Beachte Bedarf im Quartier, Erreichbarkeit für viele, realistischen Umfang und respektvollen Umgang mit Raum und Ressourcen. Achte auf Barrierefreiheit, Sicherheit und ökologische Sorgfalt. Bevorzuge Projekte, die Kompetenzen teilen, Begegnung fördern und nachhaltige Strukturen anstoßen, auch wenn der Start bewusst klein bleibt.

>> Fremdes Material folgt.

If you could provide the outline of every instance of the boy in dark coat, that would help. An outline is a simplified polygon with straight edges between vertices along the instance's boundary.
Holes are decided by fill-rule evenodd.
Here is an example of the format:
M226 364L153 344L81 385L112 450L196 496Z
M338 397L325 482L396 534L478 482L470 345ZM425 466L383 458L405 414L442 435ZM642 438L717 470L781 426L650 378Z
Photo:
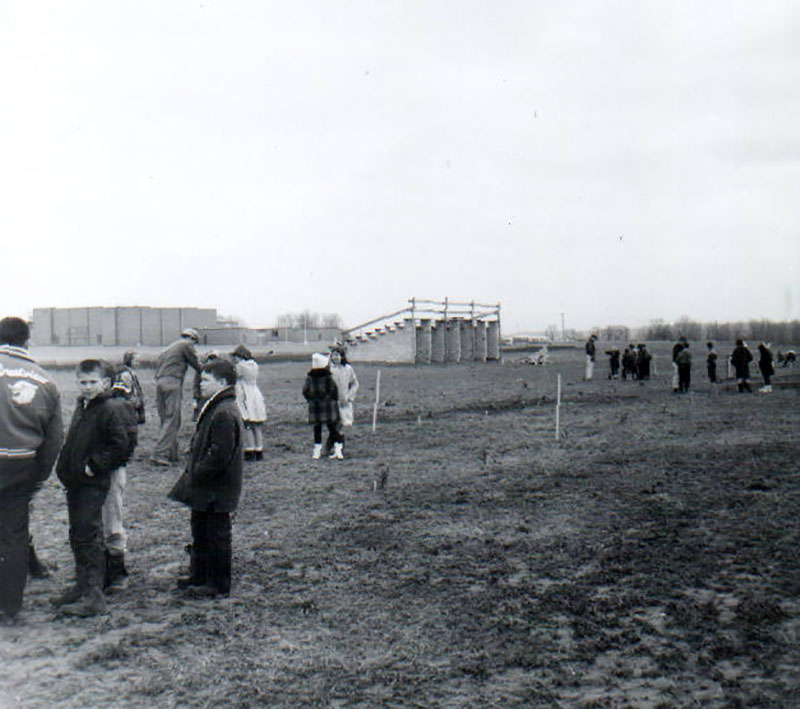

Eine Jury aus engagierten Bewohnerinnen, Jugendlichen, lokalen Initiativen und kleinen Unternehmen bringt unterschiedliche Blickwinkel ein. Rotierende Sitze verhindern Verfestigung, kurze Schulungen unterstützen faire Beurteilungen. Offen erklärte Interessenkonflikte, Punkteskalen und stichhaltige Begründungen stärken Glaubwürdigkeit, auch wenn nicht jede Idee sofort Fördermittel erhält.
Absagen tun weh, doch klare Begründungen, Hinweise auf Alternativen und Einladung zur erneuten Einreichung verwandeln Frust in Lernchancen. Standardisierte Rückmeldebriefe, kurze Telefonate und offene Sprechstunden zeigen Wertschätzung. So bleiben Beziehungen lebendig, und Ideen kehren gereift, fokussiert und realisierbarer zurück.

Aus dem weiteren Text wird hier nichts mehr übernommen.